15 JOLEY

Dear Jane,

I was cleaning out my closet in anticipation of your arrival, and do you know what I found? The wave machine, which incidentally still works. Remember? Plug it into the wall and the sound of the ocean fills your room, pounding against the walls. Mama got it for me when I started to lose sleep. It was new in its day-a machine that simulated the way nature should be, that drowned the sounds of a house falling apart at its foundations.

When I was nine and you were thirteen the arguments began to get louder-so loud the attic rattled and the moon sank. You bitch, Daddy screamed, you whore-you had to spell that word for me, and learn about the meaning from the bad girls at school. On Mondays and Thursdays, Daddy came home drunk, his breath smelling like silage. He’d slam the door open and he’d walk so heavily the ceiling (our bedroom floors) shook. And when you’re nine and you’re in a room with tall ships stenciled on the walls that begin to move out of fear or shock or both-the last thing you want is to be alone. I’d wait until the coast was clear-when Mama’s crying carpeted my footsteps-and I’d run into your room, which was soft and pink and full of you.
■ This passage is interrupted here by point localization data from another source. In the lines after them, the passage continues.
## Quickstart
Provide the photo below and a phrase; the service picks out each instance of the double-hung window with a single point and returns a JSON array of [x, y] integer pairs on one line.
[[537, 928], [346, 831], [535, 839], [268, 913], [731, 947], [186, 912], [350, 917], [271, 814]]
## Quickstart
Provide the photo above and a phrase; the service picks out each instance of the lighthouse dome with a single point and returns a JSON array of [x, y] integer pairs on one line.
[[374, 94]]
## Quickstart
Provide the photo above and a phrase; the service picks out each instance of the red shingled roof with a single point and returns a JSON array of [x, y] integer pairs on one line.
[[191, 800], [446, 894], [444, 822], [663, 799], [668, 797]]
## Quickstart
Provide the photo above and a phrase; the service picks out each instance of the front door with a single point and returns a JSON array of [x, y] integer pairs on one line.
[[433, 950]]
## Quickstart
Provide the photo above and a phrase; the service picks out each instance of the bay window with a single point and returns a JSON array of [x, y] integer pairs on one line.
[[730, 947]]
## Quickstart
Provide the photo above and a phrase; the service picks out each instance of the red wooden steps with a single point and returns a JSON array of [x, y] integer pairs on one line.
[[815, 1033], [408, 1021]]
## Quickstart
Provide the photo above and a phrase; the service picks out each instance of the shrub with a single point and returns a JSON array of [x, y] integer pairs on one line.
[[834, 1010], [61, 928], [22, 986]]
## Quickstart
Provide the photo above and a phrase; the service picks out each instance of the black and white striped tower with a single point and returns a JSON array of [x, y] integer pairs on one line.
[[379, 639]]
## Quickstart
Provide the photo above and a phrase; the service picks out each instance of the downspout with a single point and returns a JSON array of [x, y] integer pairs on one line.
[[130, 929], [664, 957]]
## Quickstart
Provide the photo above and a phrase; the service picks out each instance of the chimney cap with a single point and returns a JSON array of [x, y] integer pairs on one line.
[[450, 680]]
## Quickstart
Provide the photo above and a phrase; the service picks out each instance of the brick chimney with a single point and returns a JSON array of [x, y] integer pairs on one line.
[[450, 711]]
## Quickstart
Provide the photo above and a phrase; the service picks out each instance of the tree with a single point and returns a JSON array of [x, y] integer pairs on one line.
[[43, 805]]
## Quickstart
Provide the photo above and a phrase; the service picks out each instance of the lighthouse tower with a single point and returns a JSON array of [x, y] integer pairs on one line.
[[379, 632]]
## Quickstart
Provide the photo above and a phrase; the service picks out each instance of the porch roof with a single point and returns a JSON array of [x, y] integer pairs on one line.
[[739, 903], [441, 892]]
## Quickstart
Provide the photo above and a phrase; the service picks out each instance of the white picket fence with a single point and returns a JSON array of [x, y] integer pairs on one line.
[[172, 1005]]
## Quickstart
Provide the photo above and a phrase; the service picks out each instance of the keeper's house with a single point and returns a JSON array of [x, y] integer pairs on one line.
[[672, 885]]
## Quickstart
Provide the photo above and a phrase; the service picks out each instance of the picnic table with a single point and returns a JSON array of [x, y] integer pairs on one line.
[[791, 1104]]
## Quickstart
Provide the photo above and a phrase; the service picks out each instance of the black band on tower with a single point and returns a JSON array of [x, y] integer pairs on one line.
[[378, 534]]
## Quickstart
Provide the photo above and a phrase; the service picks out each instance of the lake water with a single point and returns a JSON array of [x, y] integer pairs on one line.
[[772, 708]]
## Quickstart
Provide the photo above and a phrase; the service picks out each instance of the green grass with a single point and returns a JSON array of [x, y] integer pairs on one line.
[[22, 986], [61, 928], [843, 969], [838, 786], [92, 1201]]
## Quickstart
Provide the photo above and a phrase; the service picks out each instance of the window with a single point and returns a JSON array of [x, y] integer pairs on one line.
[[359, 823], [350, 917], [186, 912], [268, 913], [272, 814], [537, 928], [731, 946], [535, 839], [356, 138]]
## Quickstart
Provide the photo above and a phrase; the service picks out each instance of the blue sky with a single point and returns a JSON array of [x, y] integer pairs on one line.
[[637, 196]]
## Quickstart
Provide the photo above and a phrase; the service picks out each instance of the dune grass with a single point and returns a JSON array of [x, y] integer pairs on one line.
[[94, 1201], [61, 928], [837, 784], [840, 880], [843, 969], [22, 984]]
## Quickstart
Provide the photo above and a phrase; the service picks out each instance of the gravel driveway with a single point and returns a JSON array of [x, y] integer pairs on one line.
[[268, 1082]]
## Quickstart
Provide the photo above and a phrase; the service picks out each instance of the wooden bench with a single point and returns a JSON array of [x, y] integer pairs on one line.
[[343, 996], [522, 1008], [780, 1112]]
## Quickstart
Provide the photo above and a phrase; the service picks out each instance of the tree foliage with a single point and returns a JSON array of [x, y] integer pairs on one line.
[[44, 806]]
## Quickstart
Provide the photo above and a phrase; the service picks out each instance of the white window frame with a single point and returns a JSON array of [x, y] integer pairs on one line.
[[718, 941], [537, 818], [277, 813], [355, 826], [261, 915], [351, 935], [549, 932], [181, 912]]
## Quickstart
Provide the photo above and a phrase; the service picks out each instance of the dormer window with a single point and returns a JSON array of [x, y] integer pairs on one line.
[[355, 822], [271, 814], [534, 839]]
You waited for me, awake. You pulled back the covers and let me crawl in, hugging me when I needed it. Sometimes we turned on the lights and played Old Maid. Sometimes we made up ghost stories, or sang TV commercials, and sometimes we couldn’t help but listen. And then when we heard Mama creep up the stairs and close her bedroom door behind her, followed by Daddy, thunderous, minutes later, we covered our ears. We snuck out of your bedroom and tiptoed downstairs, looking for traces-a broken vase, a bloody tissue-that might keep our attention a little longer. Most of the time we found nothing at all, just our living room, where we were allowed to buy into the fantasy that we were your average happy American kids.

When Mama found me in your room some months later- on a morning we had happened to sleep later than her-she didn’t tell Daddy. She half-carried me, asleep, into my own room and told me I must never never go in there again at night. But when it all happened again and I was forced to cry just to keep myself from listening, Daddy ran upstairs and threw open my door. Before I had time to consider the consequences you squeezed under his arm and ran to my side. Get away, Daddy, you said. You don’t know what you’re doing.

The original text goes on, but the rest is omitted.